Иное дело ненастные вечера, не говоря уж о бессонных ночах, когда… Э, какая разница! Мне уж не прослыть лжецом, да и будь я образцом, честности или гнусным обманщиком, никому в подлунном мире нет более ни прока в моих добродетелях, ни вреда в недостатках. Разве что Ольге Адольфовне. Ведь такого трезвого, смирного, исправного в платежах жильца по нынешним временам найти не просто. Она же дама рассудительная и, надо полагать, ценит это.
Да и я от души рад, что мне досталась такая хозяйка. По утрам, когда жизнь неврастеника особенно нестерпима, встречать это ясное, приветливое лицо вместо перекошенной рожи какой-нибудь Феклы — пусть не радость, но тихое утешение. Ольга Адольфовна — «настоящая барыня», так со смесью осуждения и почтительности отзываются о ней в поселке.
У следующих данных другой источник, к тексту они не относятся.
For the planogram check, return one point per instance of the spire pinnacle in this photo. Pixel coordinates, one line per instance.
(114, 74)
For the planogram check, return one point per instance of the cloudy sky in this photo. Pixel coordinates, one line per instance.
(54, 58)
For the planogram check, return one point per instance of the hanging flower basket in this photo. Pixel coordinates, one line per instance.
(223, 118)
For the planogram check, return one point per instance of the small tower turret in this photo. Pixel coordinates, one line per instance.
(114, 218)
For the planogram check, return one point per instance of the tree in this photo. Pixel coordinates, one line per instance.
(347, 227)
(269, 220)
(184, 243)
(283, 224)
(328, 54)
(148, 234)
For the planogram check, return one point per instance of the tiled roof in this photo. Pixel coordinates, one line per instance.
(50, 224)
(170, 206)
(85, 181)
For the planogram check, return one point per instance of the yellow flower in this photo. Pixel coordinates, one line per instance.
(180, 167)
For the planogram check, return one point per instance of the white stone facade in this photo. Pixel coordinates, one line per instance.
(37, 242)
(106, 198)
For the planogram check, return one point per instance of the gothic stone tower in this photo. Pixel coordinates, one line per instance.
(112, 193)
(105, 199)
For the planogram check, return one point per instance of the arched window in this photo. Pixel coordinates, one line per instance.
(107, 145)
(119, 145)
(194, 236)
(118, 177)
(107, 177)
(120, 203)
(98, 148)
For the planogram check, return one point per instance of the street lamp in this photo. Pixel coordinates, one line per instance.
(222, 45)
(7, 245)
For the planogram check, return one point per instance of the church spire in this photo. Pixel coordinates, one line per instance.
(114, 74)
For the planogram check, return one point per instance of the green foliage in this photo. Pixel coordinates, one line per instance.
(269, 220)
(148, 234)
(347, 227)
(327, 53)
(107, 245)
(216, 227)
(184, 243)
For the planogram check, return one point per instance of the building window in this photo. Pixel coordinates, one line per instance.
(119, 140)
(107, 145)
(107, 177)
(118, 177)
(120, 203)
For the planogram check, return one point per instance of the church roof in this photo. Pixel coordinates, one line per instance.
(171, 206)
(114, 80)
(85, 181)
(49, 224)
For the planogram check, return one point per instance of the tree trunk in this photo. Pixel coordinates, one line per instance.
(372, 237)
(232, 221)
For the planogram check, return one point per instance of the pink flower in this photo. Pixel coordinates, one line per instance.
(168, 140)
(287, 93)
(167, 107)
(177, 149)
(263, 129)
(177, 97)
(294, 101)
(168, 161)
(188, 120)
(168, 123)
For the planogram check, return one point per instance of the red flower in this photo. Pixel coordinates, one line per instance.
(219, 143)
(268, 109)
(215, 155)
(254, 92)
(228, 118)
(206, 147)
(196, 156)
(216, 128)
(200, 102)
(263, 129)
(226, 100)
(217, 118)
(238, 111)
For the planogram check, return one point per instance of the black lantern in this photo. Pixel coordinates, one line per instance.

«Du hast Diamanten und Perlen», — слабо доносится из кухни. Голос у хозяйки, что называется, комнатный: гудение примуса почти заглушает его. Нет, диамантов и перлов у нее, вероятно, не было. Для особы, их имевшей, она чересчур интеллигентна. Но был отец, ректор Харьковского университета Адольф Питра, был муж — известный в здешних местах хирург Трофимов, был дом, что называется, на широкую ногу. То бишь слуги, выезд, будуар и тому подобные трогательные излишества. А теперь только и есть что эта холодная, нелепая, на глазах ветшающая дача, пара голодранцев-жильцов — Тимонин во флигеле да я — и вконец отбившаяся от рук зеленоглазая дочь Муся четырнадцати лет, заводила маленькой банды местных подростков.
Ах да, еще служба! Наша с нею общая служба в крохотной инвалидной конторе, где с соизволения харьковского начальства засело пятеро бездельников, получающих скудное, но по нынешним временам все же спасительное содержание. Это нас даже несколько роднит. Оба обломки кораблекрушения, оба инвалиды на жалованье, и не так потому, что инвалиды — она-то, видимо, здоровехонька, — как благодаря тому, что товарищ Толстуев нас пока что терпит.
Ольга Адольфовна рассказывала, что ее покойный супруг, главный врач городской больницы, не выдал белым раненого буденновца Толстуева, как, однако же, и красным не выдавал попадавших в его клинику белых, петлюровцев, зеленых и прочую воюющую тварь разных цветов и оттенков, волнами набегавшую на город. Каждая новая волна растекалась по улицам и подворотням в поисках замешкавшихся предшественников. Но доктор, судя по всему, был могуч. Просто вставал на пороге и не двигался с места, пока люди с ружьями не уходили, возможно сообразив, что завтра сами могут попасть к нему на больничную койку.